The fossil is only the fourth ever discovered in Mississippi
The fossilized tooth of an ancient American Lion has been discovered on the drying banks of the Mississippi River. The animal hasn’t been seen on American soil since the last Ice Age and finds of this nature are extremely rare.
Wiley Prewitt, of Oxford, Mississippi, made the discovery while exploring a recently exposed sandbar near Rosedale, approximately 140 miles northwest of Jackson.
The Mississippi River is the second-longest river in the United States, stretching 2,350 miles between Minnesota and the Gulf of Mexico. Drought and heat waves over the summer months have caused it, like many others, to see a record decline in water levels.
Land that had been hidden beneath the currents for centuries has now been exposed for the first time. All sorts of historical oddities have been unearthed from the baking banks, including shipwrecks, Civil War Relics, and now ancient fossils.
“I could tell from the teeth right away that it was a fragment of a carnivore’s jaw but I dared not hope it was from an American Lion,” Prewitt told McClathy News.
The American lion was the same species as the African lions we see today, but it had formed a different subspecies, Panthero leo atrox, Kate Lyons, a paleoecologist at the University of Nebraska, told Newsweek.
“The main difference between them and modern day lions is that the American lion was much larger,” she said. “Estimates range from half again as big to twice as big as the African lion.
“Because the American lion is just a different subspecies, but the same species as the African lion, it would have looked like a larger version of the African lion. However, we don’t know whether or not it had a mane like African lions as preservation of things like skin or hair are very rare in the fossil record.”
American lions were the largest big cat on the continent — until they went extinct 11,000 years ago, according to the National Park Service. They were 8 feet long, 4 feet tall and could weigh 1,000 pounds, the NPS reports, making them a few hundred pounds heavier than the better known saber-toothed tiger.
The American lion is thought to have come to North America around 340,000 years ago. It was last seen on American soil 13,000 years ago, during the last Ice Age.
“Prior to that time, North America had many species of large bodied mammals including multiple species of elephants, bison, llamas, giant ground sloths, saber-tooth cats, similar cats, giant camels, and the American lion,” Lyons said. “The evidence for why all these species went extinct points strongly toward humans.”
Prewitt’s discovery was formally identified by experts at the Mississippi Fossil and Artifact Symposium and Exhibition event at the end of October.
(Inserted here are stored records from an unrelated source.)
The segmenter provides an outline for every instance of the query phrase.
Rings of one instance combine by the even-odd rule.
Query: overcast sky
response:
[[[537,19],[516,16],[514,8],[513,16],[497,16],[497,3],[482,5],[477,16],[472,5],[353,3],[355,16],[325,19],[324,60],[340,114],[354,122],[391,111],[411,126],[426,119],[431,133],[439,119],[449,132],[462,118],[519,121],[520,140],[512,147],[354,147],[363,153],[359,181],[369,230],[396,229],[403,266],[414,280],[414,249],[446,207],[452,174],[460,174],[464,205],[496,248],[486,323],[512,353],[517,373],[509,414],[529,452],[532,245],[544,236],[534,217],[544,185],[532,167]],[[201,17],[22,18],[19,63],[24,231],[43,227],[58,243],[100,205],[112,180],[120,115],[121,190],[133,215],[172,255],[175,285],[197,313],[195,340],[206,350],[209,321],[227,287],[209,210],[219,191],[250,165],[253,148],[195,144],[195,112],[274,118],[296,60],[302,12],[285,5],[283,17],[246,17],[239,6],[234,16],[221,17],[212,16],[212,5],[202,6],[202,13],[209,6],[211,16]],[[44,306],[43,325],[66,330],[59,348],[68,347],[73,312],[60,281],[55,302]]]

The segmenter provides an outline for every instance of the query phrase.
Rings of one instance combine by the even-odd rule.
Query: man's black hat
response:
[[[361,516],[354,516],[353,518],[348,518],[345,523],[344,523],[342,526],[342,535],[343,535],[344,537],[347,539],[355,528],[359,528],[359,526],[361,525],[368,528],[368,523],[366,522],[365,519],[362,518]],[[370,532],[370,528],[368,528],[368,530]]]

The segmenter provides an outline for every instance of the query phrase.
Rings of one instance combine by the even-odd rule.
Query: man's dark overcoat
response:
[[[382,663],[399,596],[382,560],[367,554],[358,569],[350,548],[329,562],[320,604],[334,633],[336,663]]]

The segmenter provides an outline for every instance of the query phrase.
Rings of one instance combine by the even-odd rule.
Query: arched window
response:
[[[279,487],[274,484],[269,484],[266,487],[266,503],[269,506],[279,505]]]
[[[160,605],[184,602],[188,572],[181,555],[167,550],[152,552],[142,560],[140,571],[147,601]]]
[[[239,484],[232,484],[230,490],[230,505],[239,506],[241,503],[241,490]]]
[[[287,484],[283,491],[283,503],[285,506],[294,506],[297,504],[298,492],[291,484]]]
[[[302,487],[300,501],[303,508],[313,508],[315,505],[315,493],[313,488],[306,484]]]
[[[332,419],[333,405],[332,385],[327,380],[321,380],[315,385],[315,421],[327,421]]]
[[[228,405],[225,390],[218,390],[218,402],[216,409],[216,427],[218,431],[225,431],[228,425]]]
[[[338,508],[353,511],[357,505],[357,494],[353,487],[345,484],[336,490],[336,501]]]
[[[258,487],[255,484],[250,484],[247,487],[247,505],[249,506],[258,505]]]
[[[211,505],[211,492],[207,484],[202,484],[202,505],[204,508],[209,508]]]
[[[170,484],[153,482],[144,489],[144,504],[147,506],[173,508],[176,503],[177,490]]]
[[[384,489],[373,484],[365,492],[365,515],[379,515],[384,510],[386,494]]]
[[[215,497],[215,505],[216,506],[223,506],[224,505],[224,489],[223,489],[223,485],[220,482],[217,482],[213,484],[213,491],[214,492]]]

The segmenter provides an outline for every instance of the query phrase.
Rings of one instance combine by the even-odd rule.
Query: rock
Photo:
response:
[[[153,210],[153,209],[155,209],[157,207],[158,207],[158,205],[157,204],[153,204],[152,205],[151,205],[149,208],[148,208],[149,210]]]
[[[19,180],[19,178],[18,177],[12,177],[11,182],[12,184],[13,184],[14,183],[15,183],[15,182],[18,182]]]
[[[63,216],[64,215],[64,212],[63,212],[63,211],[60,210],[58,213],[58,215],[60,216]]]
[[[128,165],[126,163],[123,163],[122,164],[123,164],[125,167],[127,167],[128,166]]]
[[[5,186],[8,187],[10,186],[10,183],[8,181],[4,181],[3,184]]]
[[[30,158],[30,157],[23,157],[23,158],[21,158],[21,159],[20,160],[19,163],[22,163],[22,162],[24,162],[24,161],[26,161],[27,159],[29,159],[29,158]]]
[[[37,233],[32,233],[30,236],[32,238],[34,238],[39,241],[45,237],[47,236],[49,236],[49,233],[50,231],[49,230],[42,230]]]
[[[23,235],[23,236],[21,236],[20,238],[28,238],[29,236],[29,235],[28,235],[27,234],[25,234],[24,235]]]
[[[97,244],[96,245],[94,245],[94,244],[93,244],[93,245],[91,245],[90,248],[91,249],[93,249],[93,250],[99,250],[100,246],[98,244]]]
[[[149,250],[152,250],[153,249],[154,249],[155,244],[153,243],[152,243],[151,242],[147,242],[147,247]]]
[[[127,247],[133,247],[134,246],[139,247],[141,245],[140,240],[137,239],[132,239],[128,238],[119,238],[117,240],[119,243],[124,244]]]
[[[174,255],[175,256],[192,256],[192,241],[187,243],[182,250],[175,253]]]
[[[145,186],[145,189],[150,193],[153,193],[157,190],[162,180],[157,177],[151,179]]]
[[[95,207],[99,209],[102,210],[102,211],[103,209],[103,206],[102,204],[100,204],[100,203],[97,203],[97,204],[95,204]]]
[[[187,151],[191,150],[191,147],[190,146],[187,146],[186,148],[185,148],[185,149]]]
It is one of only four known fossils of its kind in Mississippi and was a great surprise to the event’s organizers.
“I have had very important artifacts and fossils come into my outreach programs and events, but nothing as significant as the newly discovered American lion fossil,” event organizer Anna Reginelli told McClathy News.
James Starnes, a geologist with the Mississippi Department of Environmental Quality, calls the newly found fossil “the biggest of deals in the Paleontological world.” He is hoping it will eventually end up in a museum or lab collection for “proper scientific study.”
Prewitt hasn’t yet revealed a plan for the fossil.
“This eastern population may very well be different than the western ones. We will only know more with new specimens like this to study,” Starnes told McClatchy News.
“This fossil is so rare, that any information learned from it will help us understand so much more about this animal, not just as a species and but about its role in the Mississippi River alluvial plain habitat during the Pleistocene.”